I hoped that would be the end of it, but the next day, Pat Gillum, the chief dispatcher, called me as soon as I came on duty. He started out asking if I knew Henry Fain. This was just a lead-in question, since while Henry lived two doors from me, Pat Gillum lived at the end of the block! Pat next remarked that Henry was one of the best engineers on the division. I agreed, wondering when the axe was going to fall. He then said that Henry had made up the time he lost at Oak Park, which was good. Pat then wished me a good day and hung up. Bill Lakanen asked me what the call had been about, and when I told him, had a real laughing fit. I felt mortified.

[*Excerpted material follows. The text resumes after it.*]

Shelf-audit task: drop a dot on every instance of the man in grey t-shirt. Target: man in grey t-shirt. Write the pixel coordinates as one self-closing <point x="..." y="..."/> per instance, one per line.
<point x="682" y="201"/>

This was the second time, you see, that I’d come to the attention of Pat Gillum. The first was as a vacation relief ticket clerk out at Elmhurst. I was to open the station at 6 a.m., about 10 minutes before the first inbound commuter train. However, Elmhurst had a temperamental safe in which the money was kept overnight. The agent, Fred Helwig, could operate the dial with his eyes shut, but everyone else had to play games with it to make it work. On my first day, I managed to hold up the 6:10 train for 10 minutes until I got the safe opened and could sell my tickets. The train crew was very understanding, as this wasn’t the first time this had happened.

Sure enough, Pat Gillum called later that morning, and his first words to me were, “Was it the safe?” When I replied in the affirmative, he said he’d been after the agent for ages to get it fixed or get a new one. But Fred wouldn’t give it up — they’d been together too many years.

Apparently my two strikes didn’t matter, for Pat later offered me a job as a telegrapher, which I had to turn down because I was not in a position to relocate. The C&NW in the early 1950s was a fun place to work. It was with sorrow that, after changes that caused my seniority to run out in 1956, I left the road for other fields.